I’ve recently circulated a memo outlining my proposals to address this key issue. Read that memo here.
Welcoming Santa and Mrs. Claus at Felton Fire Company
Special thanks for the hardworking men and women at the Felton Fire Company for their excellent breakfast for the community with Santa and Mrs. Claus on Sunday!!
Education priorities for Central York School District discussed
Earlier today, I joined my legislative colleagues and leaders of the Central York School District at their annual legislative breakfast to review their priorities for state government. We discussed school safety efforts, updates to the state’s graduation requirements, as well as ongoing reform initiatives including prevailing wage reform.
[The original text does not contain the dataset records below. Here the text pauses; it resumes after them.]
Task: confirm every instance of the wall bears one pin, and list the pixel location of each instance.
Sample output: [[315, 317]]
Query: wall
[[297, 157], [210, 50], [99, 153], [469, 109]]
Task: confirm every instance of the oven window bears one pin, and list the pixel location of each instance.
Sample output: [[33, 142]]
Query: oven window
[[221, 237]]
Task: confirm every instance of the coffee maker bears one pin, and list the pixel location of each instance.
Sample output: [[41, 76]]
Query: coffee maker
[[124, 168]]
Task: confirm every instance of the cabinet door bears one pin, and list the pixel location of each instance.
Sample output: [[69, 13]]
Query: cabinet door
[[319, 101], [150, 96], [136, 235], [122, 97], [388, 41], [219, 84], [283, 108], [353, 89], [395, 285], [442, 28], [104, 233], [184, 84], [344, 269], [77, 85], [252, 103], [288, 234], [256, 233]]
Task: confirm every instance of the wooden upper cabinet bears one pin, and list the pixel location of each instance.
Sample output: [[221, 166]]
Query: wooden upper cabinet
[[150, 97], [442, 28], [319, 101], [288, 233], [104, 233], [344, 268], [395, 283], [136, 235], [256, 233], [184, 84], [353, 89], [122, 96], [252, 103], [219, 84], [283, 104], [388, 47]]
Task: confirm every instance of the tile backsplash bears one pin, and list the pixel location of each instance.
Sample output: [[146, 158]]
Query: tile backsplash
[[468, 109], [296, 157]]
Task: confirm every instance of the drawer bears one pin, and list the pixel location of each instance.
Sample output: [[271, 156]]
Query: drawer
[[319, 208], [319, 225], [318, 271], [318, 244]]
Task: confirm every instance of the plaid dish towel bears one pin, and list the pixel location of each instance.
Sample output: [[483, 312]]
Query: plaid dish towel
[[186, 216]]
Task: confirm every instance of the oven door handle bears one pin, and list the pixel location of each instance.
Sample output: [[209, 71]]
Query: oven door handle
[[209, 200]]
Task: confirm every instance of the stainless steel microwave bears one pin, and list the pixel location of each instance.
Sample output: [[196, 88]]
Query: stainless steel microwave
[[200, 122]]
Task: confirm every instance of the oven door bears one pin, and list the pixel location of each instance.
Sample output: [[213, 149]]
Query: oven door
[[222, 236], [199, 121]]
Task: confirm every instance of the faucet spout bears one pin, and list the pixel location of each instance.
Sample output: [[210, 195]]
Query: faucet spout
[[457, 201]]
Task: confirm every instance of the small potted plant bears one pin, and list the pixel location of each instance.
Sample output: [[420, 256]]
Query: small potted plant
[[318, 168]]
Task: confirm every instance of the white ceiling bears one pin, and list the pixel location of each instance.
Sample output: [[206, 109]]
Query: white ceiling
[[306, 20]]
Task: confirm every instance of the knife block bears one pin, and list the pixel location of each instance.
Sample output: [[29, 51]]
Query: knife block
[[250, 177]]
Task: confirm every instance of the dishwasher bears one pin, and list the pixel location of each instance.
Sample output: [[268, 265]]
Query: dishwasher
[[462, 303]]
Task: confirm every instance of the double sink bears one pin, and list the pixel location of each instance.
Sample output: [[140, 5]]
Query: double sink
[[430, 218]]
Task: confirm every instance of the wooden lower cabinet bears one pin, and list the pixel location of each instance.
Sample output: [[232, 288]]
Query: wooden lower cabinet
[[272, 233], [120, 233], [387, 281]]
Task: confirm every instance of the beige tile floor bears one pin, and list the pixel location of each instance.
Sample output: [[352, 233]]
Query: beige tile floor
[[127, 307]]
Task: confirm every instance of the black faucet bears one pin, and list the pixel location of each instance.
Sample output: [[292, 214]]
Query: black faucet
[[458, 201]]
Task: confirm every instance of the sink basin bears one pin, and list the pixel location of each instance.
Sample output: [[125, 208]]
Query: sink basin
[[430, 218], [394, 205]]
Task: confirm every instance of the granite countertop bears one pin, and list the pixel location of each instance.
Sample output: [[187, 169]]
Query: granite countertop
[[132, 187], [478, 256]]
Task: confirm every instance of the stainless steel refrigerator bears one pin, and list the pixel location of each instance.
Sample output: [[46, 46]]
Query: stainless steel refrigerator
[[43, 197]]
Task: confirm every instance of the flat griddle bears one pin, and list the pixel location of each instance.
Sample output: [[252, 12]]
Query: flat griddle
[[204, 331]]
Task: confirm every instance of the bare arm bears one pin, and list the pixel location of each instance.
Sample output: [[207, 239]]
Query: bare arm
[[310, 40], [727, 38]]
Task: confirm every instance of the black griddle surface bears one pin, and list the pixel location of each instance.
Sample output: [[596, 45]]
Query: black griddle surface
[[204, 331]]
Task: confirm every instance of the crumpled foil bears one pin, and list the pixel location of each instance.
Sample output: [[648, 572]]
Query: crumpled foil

Pennsylvania Budget Secretary Randy Albright was cautious about the state’s future fiscal outlook during his mid-year budget update earlier this week. He expressed concerns as it relates to mandated spending increases for our human services programs. The state’s fiscal year ends on June 30, 2019. The governor will outline his budget priorities on February 5, 2019.
The state’s Independent Fiscal Office is predicting a $1.7 billion budget deficit next year.